This winter when invited to spend four weeks touring across South America learning about the culture and traditions of Argentina, Uruguay, and Peru, we gladly accepted the offer. Fueled by our deep love of Yerba Mate and the culture that surrounds it, we began a sojourn to learn about the music traditions, the culture of the gourd, and of course the complimentary culture of a day in the life of South America. (Yerba mate is a lightly caffeinated plant that grows across this region and is enjoyed almost religiously by Argetines, Uruguayans, and Paraguayans on an almost hourly basis. It is drunk in a simple hand held gourd with a metal straw called a bombilla, and is used as a talking piece, and boost of energy, and a simple way to share conversations throughout the day.)

We landed first in Patagonia to play a festival in a labyrinth built out of natural trees and bushes cultivated for over 20 years to hold the space of deep beauty and absolute landscape mastery. We were scooped up by the producer of the festival in his small van and driven across the land of wide open spaces and brilliant vistas. The show was spectacular, but the community was much more the pulse of this place, deep in the wilderness of Patagonia, surrounded by wild lakes and even wilder people. Our entry to South America was established.  

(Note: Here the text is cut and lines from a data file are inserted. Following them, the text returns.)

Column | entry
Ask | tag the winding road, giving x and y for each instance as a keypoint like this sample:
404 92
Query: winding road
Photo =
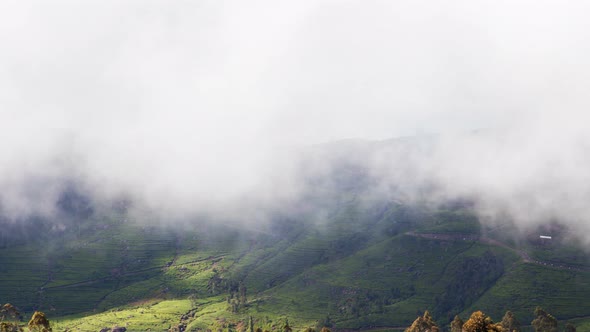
481 239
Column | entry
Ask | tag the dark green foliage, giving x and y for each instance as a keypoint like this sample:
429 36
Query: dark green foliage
570 328
509 323
544 322
423 323
480 322
287 327
39 323
457 324
473 276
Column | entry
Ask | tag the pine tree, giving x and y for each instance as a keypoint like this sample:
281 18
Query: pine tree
480 322
39 322
544 322
457 324
423 324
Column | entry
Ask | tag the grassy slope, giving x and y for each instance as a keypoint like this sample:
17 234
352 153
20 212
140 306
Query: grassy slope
358 267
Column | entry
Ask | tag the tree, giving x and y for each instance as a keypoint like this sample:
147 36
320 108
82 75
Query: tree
480 322
457 324
509 322
423 324
286 327
544 321
9 318
39 322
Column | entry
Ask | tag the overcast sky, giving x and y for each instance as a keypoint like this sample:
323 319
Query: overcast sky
188 101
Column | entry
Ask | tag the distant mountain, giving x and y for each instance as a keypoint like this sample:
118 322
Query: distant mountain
343 254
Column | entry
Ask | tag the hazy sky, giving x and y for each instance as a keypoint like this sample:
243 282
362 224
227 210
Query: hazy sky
188 102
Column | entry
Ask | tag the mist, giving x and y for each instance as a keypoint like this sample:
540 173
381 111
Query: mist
205 107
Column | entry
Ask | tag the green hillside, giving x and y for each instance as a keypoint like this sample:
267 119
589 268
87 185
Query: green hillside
362 264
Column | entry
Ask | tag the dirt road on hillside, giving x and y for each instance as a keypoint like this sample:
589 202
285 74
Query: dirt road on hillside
477 238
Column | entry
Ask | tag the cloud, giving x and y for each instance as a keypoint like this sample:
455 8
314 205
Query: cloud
186 106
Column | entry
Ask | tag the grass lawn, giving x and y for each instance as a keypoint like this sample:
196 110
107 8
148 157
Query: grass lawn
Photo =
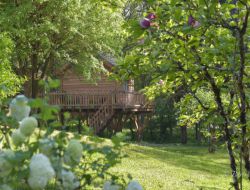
172 167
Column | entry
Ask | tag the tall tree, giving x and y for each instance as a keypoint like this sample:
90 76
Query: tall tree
200 44
9 82
50 34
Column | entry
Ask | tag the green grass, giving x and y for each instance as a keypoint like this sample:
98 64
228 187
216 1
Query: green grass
173 167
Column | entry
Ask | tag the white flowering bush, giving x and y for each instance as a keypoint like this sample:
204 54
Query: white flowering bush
19 108
36 157
69 181
28 125
134 185
73 152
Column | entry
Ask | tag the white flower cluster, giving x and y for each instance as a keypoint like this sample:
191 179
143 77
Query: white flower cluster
69 181
133 185
46 146
27 127
73 152
5 166
19 108
5 187
41 172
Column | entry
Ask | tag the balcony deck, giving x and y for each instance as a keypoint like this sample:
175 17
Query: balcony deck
92 101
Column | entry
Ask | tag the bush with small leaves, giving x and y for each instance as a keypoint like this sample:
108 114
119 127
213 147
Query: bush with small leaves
28 125
43 157
73 152
19 108
5 166
41 171
5 187
134 185
69 181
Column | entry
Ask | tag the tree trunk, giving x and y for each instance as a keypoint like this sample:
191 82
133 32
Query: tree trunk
217 96
183 134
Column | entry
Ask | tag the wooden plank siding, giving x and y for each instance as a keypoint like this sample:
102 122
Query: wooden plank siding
71 82
117 99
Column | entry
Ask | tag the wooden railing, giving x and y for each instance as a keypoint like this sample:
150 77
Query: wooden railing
118 99
99 120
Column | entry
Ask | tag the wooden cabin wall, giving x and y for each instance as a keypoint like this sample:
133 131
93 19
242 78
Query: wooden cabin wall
73 83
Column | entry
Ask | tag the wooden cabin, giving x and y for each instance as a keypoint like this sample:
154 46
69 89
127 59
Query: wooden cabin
104 103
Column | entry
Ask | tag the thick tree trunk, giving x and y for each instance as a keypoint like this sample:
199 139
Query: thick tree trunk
217 95
242 95
183 134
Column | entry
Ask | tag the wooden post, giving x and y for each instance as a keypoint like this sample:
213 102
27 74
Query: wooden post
139 127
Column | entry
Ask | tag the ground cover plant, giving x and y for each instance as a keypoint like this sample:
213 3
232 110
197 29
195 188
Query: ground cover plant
177 167
33 156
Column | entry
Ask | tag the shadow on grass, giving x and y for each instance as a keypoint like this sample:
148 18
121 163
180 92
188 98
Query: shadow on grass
192 158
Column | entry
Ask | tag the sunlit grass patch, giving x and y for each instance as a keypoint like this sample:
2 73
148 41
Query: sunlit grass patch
177 167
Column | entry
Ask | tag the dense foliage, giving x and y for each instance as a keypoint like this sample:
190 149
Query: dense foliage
9 82
35 156
50 36
199 46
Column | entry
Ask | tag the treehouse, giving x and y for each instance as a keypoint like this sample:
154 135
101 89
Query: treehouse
104 103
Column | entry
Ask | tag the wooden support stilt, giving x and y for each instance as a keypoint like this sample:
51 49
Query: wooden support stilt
139 126
62 119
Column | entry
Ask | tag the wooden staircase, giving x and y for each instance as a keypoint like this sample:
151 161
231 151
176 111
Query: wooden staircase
102 116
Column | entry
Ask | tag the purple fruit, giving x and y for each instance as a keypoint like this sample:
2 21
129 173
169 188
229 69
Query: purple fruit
145 23
151 16
191 21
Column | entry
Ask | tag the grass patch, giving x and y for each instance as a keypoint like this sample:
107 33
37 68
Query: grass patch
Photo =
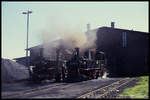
141 90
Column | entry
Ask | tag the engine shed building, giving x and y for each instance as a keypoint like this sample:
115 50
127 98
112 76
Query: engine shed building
127 51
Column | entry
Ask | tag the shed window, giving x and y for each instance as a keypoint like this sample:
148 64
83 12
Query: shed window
124 39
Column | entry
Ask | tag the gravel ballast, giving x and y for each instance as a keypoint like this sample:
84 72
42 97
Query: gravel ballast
12 71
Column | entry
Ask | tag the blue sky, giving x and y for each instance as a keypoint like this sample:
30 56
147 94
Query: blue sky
53 17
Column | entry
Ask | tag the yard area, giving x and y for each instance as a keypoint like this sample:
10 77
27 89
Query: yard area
140 90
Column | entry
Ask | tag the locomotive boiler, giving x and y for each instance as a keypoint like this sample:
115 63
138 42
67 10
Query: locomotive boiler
91 64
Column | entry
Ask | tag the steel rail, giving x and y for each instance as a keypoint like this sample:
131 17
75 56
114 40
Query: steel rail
105 90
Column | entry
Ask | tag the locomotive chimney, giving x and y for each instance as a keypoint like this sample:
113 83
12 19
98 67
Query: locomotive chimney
89 55
112 24
88 27
77 52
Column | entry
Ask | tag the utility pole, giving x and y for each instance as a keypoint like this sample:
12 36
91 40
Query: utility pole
27 58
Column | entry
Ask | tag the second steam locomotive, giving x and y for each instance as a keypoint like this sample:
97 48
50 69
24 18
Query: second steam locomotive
91 65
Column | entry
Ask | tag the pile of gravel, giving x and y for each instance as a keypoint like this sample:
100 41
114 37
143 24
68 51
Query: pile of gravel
12 71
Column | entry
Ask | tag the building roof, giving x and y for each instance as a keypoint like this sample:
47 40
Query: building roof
104 27
145 33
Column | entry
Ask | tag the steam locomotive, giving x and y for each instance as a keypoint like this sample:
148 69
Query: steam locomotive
91 65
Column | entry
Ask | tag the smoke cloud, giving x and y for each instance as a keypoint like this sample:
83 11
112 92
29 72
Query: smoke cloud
66 40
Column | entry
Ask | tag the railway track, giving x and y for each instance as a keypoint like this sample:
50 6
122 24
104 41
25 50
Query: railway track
105 92
101 92
37 90
21 93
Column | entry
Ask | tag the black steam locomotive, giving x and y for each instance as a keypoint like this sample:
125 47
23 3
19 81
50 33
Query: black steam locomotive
91 65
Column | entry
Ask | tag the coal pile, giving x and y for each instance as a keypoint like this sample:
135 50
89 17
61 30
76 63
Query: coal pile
12 71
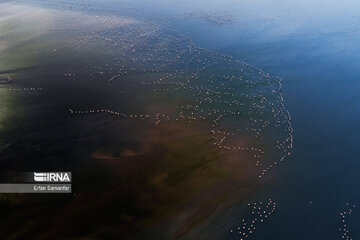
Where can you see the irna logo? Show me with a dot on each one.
(52, 177)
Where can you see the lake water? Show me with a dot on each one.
(311, 46)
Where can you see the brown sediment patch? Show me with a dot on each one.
(177, 178)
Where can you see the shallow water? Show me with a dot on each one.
(109, 68)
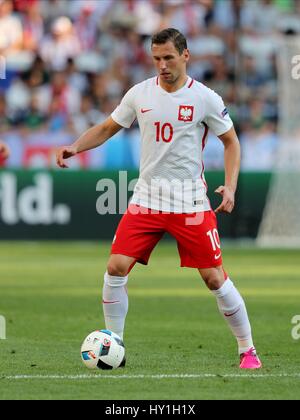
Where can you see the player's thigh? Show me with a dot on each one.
(198, 240)
(120, 265)
(137, 235)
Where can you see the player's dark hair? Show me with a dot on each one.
(172, 35)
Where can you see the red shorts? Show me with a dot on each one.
(197, 236)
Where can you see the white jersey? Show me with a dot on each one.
(174, 128)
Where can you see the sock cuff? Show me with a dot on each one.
(225, 289)
(115, 281)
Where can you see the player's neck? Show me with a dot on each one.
(177, 85)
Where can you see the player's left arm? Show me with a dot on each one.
(4, 151)
(232, 159)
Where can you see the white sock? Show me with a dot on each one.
(115, 303)
(233, 309)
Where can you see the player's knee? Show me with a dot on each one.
(213, 281)
(117, 269)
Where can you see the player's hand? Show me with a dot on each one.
(228, 202)
(65, 153)
(4, 151)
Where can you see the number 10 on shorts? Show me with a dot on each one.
(214, 238)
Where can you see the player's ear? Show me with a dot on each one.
(186, 54)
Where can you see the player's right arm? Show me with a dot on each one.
(4, 150)
(94, 137)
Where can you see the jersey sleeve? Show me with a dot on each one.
(216, 114)
(125, 113)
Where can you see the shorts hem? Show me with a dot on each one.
(126, 254)
(200, 266)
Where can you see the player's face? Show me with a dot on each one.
(168, 62)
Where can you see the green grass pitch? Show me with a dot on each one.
(178, 346)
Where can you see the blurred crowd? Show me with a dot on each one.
(69, 62)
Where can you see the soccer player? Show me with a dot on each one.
(174, 113)
(4, 151)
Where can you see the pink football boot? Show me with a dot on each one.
(250, 360)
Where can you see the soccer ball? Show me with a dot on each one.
(103, 350)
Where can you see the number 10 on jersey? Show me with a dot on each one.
(164, 132)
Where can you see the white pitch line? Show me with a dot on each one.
(175, 376)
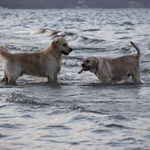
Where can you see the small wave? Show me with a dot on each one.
(126, 23)
(38, 31)
(115, 126)
(23, 99)
(88, 40)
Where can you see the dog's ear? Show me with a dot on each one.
(54, 44)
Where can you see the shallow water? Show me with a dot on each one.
(78, 112)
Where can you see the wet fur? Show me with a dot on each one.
(45, 63)
(115, 69)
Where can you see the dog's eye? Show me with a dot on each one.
(64, 44)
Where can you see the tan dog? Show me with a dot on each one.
(114, 69)
(46, 63)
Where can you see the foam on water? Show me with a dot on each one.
(78, 112)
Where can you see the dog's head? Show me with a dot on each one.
(90, 63)
(61, 45)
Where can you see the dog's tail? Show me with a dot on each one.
(138, 50)
(4, 53)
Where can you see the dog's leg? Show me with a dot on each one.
(5, 78)
(136, 76)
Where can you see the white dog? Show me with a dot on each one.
(45, 63)
(114, 69)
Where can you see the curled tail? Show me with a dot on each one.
(138, 50)
(4, 53)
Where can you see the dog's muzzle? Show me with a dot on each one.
(67, 53)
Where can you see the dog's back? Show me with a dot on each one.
(4, 53)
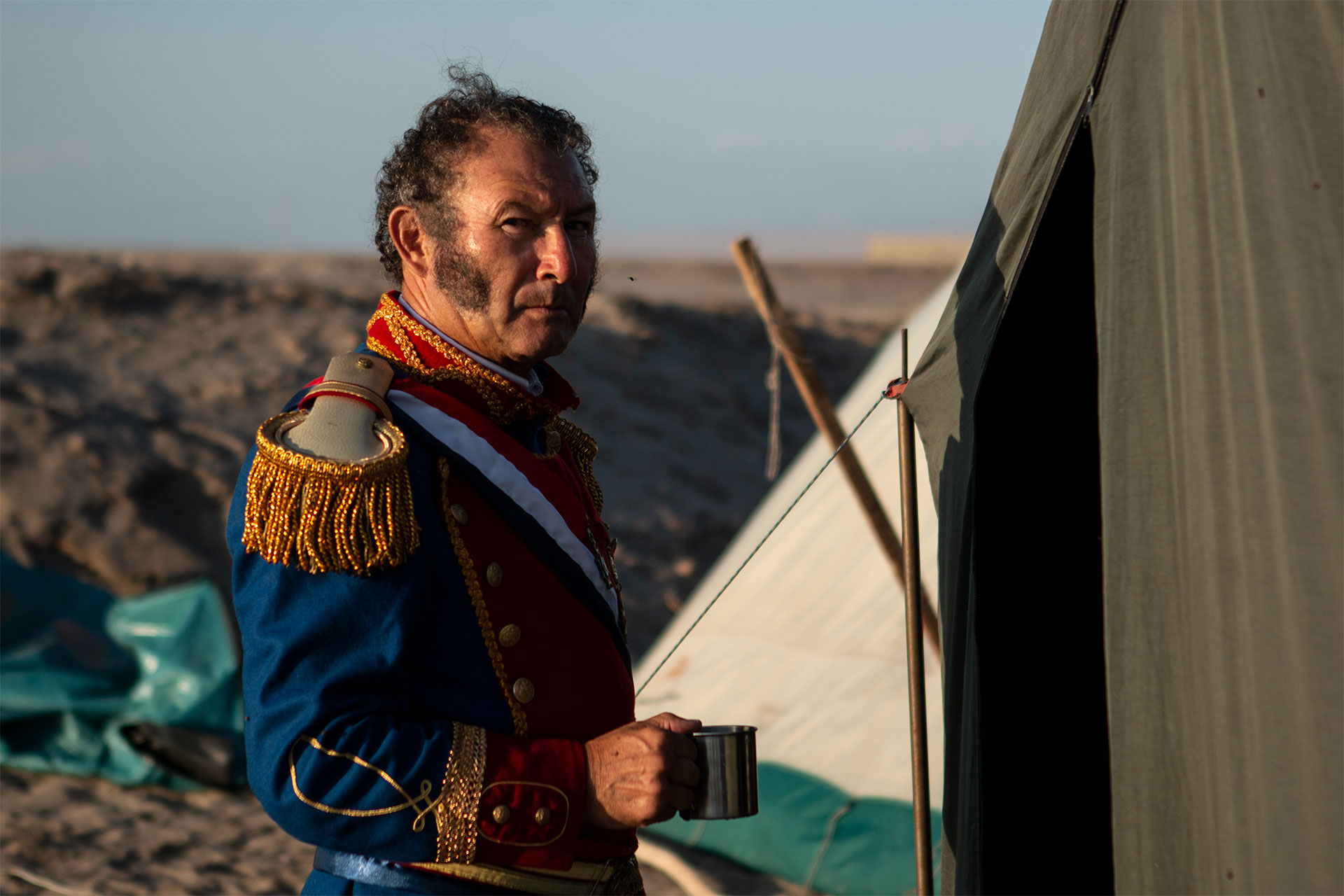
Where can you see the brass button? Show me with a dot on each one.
(524, 690)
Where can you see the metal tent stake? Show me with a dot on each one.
(914, 644)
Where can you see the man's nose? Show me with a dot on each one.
(556, 255)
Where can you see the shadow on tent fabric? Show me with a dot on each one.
(1027, 799)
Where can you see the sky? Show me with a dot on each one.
(262, 125)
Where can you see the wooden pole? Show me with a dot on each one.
(914, 648)
(824, 414)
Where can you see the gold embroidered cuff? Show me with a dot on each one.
(461, 794)
(330, 516)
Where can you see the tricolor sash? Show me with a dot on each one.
(531, 496)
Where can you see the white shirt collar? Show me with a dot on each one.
(533, 383)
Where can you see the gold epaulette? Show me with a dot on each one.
(330, 516)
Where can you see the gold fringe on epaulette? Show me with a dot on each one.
(330, 516)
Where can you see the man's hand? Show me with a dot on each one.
(641, 773)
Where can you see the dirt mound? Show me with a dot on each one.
(132, 386)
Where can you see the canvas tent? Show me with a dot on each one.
(809, 645)
(1132, 409)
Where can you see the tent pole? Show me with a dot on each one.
(914, 645)
(824, 415)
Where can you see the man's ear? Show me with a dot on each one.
(403, 226)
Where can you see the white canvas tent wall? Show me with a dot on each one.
(809, 645)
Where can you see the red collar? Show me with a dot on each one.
(421, 354)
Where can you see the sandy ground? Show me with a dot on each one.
(132, 383)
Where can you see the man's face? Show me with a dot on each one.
(514, 277)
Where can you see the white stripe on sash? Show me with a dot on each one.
(477, 451)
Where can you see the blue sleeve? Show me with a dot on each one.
(342, 751)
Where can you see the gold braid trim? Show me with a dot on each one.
(409, 802)
(463, 782)
(492, 387)
(330, 516)
(483, 614)
(584, 448)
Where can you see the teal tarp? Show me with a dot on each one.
(813, 833)
(78, 668)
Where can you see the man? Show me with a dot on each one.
(435, 665)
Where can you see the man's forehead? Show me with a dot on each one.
(515, 168)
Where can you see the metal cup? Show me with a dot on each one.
(726, 758)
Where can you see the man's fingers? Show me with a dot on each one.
(676, 724)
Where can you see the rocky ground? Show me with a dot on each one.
(132, 383)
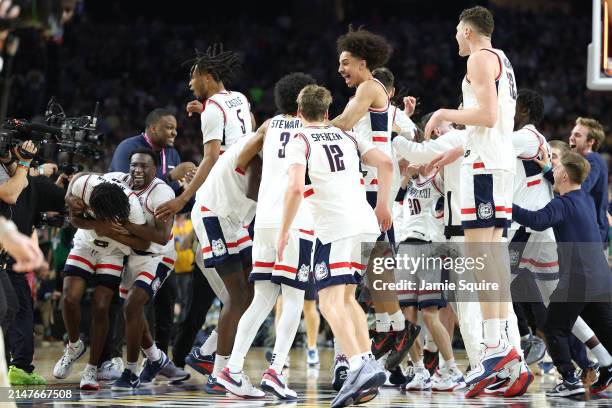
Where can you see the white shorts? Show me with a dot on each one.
(148, 272)
(486, 196)
(103, 266)
(222, 240)
(341, 262)
(295, 267)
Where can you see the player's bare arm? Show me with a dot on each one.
(369, 93)
(483, 69)
(293, 198)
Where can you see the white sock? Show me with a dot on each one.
(132, 366)
(264, 298)
(288, 323)
(220, 363)
(152, 353)
(491, 332)
(383, 322)
(398, 321)
(210, 345)
(601, 354)
(356, 362)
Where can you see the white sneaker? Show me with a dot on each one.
(238, 384)
(108, 372)
(71, 354)
(420, 382)
(89, 380)
(276, 384)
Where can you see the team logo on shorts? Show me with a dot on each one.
(321, 271)
(303, 273)
(155, 285)
(218, 247)
(485, 211)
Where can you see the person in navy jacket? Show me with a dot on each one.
(585, 282)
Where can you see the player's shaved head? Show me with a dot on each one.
(313, 102)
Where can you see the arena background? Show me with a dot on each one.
(128, 55)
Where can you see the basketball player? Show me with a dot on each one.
(145, 272)
(98, 252)
(489, 97)
(329, 160)
(270, 276)
(367, 113)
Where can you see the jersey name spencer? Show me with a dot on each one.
(83, 188)
(376, 127)
(226, 117)
(334, 191)
(423, 208)
(493, 146)
(225, 189)
(150, 197)
(270, 201)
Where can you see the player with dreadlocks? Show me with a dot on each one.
(98, 206)
(226, 118)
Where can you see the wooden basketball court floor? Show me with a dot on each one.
(313, 386)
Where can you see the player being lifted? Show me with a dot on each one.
(325, 169)
(367, 113)
(489, 98)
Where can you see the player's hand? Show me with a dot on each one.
(384, 217)
(24, 250)
(168, 209)
(283, 240)
(542, 158)
(409, 105)
(194, 106)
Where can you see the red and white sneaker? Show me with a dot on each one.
(276, 384)
(238, 384)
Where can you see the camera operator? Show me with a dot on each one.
(22, 199)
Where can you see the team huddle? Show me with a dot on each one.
(304, 207)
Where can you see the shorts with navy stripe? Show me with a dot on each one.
(148, 272)
(294, 269)
(222, 240)
(101, 267)
(486, 196)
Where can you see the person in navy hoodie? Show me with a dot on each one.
(585, 281)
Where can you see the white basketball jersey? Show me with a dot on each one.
(224, 191)
(334, 191)
(234, 121)
(150, 197)
(423, 208)
(271, 198)
(532, 190)
(493, 146)
(83, 187)
(376, 127)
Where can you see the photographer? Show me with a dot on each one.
(22, 199)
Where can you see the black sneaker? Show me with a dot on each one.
(431, 360)
(382, 342)
(403, 340)
(604, 380)
(568, 388)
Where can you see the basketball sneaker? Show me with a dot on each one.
(128, 381)
(238, 384)
(340, 371)
(604, 380)
(63, 367)
(420, 380)
(402, 342)
(276, 384)
(202, 363)
(89, 379)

Our second stop was nothing short of life changing, as we spent a few days living on the land at a small rural community called La Amba. The community is home to stewards of some of the last old-growth forest in all of Uruguay and comprises a small intentional community of people working hard to protect the watersheds, re-wild the land, and return to the native forestry of Uruguay. There is no-one else in their entire country doing the work that they are doing: restoring an entire watershed to its native wilderness, seeing incredible progress in the returning of the local flora and fauna. But equally beautiful to their work in restoration and reclamation of land is their work in reclamation of culture. There we learned the old ways of the yerba mate, the ways that the plant was cultivated and beholden by the people living and working with it. We participated in a ceremony around a fire of elders, and saw the plant in its embryo form, as well as its full grown tree form. We shared our songs of our mountains as a humble offering to the wild spaces that invited us.